En referencia al encuentro de presidentes en Washington, hace unos días, Ramón Alberto Garza evocaba la reunión de dos narcisos o más bien de dos personalidades narcisista, y tiene razón, pero cabe recordar que Narciso no lo es si no tiene un espejo en frente, y los dos presidentes se escogieron mutuamente de espejo.
Trump, menospreciando al espejo mexicano que no sirve a su lucimiento personal, abrevio su discurso y se limitó a no injuriar, a no resaltar lo que el presidente mexicano le arrancó con relación a los migrantes y a los dreamers, y con relación a César Duarte, parte de la agenda personal de AMLO. Buscó sacar raja con un electorado hispanófono que él desprecia profundamente, y que no rebasa al nivel de su caddie en un campo de golf.
Para AMLO, la oportunidad de disponer de un espejo de la talla del presidente de los Estados Unidos, independientemente de su calidad moral e independientemente de su actitud visceral profundamente antimexicana, aprovechó para hacer comparaciones históricas que su contra parte hubiera tenido muchas dificultades en mencionar, evocó una relación de negocios que difícilmente alcanza a entender en vista de su visión retrograda de la situación económica y de su peso en el bienestar de la población y buscó cosechar votos de los millones de mexicanos registrados en las listas electorales mexicanas y con residencia en Estados Unidos.

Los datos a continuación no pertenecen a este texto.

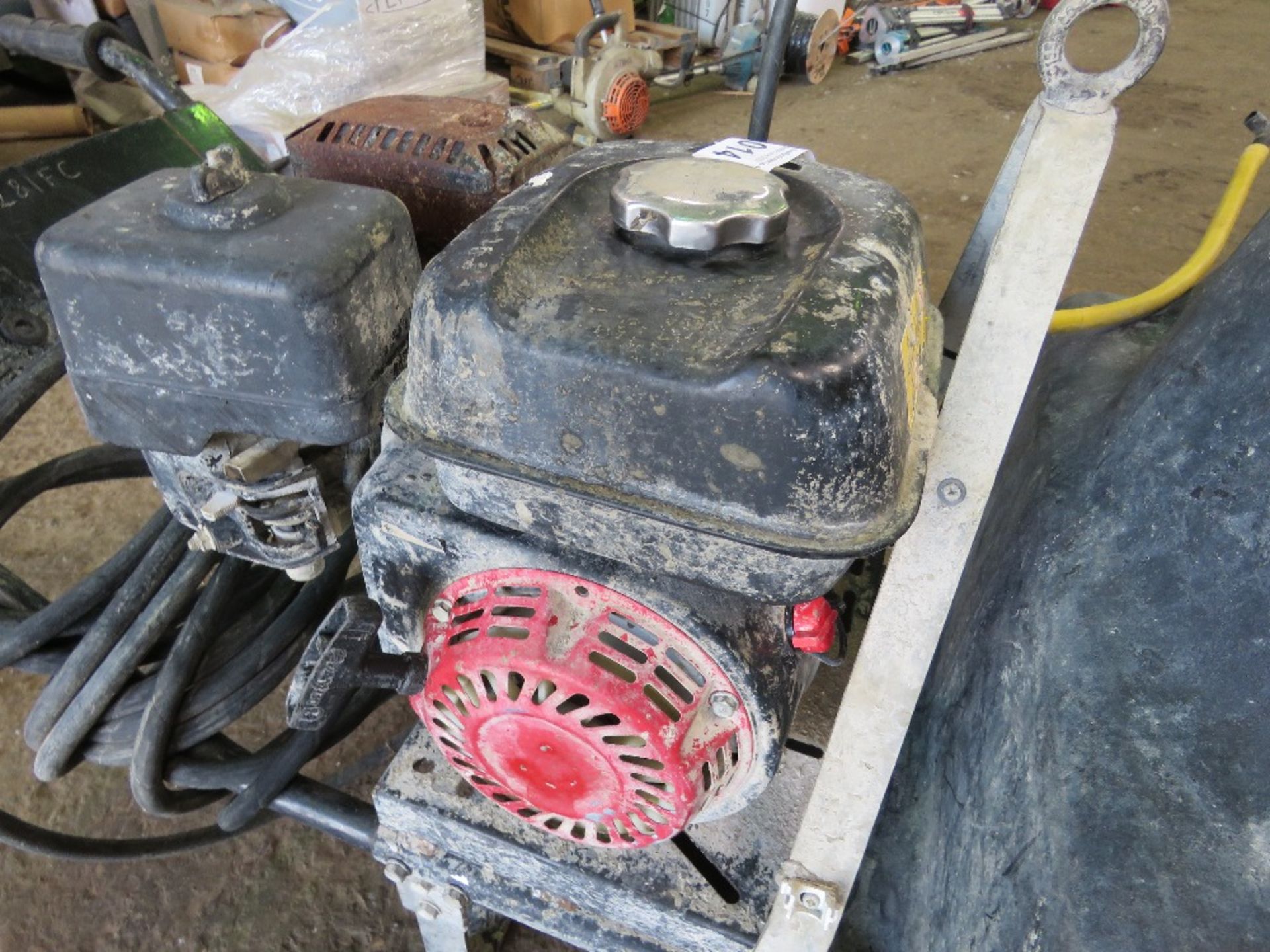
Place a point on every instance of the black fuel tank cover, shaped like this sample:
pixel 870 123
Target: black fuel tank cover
pixel 774 391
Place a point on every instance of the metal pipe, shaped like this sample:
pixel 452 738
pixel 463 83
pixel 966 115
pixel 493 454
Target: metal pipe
pixel 142 70
pixel 582 42
pixel 98 48
pixel 771 67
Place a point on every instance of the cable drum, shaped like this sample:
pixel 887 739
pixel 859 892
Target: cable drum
pixel 813 46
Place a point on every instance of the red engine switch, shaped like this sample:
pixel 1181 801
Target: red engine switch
pixel 814 626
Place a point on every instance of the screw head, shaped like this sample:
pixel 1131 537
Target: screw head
pixel 443 610
pixel 952 492
pixel 723 705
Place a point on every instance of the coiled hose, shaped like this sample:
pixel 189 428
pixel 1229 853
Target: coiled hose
pixel 150 656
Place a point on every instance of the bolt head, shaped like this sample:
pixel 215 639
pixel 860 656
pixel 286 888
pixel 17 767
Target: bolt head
pixel 723 705
pixel 952 492
pixel 309 571
pixel 397 871
pixel 202 541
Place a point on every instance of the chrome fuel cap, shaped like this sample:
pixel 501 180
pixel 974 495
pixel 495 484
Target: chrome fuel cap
pixel 700 205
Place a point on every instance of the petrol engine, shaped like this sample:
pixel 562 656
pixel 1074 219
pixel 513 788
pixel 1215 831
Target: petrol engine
pixel 654 408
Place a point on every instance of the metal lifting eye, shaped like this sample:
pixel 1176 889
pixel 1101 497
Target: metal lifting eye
pixel 1078 91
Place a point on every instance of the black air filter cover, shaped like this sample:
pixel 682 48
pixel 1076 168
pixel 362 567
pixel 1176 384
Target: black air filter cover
pixel 273 310
pixel 774 397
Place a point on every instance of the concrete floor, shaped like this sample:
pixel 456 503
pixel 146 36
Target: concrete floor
pixel 937 134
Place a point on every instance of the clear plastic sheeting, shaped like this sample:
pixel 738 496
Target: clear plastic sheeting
pixel 435 48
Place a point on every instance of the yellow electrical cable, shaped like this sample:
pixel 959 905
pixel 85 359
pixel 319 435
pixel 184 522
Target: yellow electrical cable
pixel 1181 281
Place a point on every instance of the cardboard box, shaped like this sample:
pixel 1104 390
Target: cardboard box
pixel 198 71
pixel 225 32
pixel 546 22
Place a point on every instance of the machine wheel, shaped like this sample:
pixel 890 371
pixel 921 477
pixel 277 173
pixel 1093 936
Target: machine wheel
pixel 813 46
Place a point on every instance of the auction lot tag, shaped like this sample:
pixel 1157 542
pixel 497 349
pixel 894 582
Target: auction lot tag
pixel 760 155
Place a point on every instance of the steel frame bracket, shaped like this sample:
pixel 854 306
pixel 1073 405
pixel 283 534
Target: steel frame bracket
pixel 1005 291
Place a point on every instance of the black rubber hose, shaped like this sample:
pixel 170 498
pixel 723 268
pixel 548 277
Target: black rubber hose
pixel 52 844
pixel 77 721
pixel 288 760
pixel 32 383
pixel 771 67
pixel 17 596
pixel 155 733
pixel 51 621
pixel 91 465
pixel 121 723
pixel 128 602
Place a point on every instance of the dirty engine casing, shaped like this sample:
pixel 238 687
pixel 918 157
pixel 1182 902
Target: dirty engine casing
pixel 654 408
pixel 240 329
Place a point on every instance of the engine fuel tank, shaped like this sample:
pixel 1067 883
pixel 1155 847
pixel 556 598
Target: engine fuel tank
pixel 734 390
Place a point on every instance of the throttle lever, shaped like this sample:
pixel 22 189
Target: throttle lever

Puede ser que el espejo Trump le permitió obtener más beneficios para los compatriotas en situación semi legal del otro lado del muro que para los que vivimos del lado de la bandera tricolor.
Los dos salieron del encuentro como ganadores, más bien diría que no hubo perdedor en la reunión.
Interesante caso para la historia de la diplomacia, cuando los presidentes de dos países se reúnen persiguiendo objetivos individuales totalmente diferentes y probablemente más ligados a su futuro propio que al futuro común de los dos países.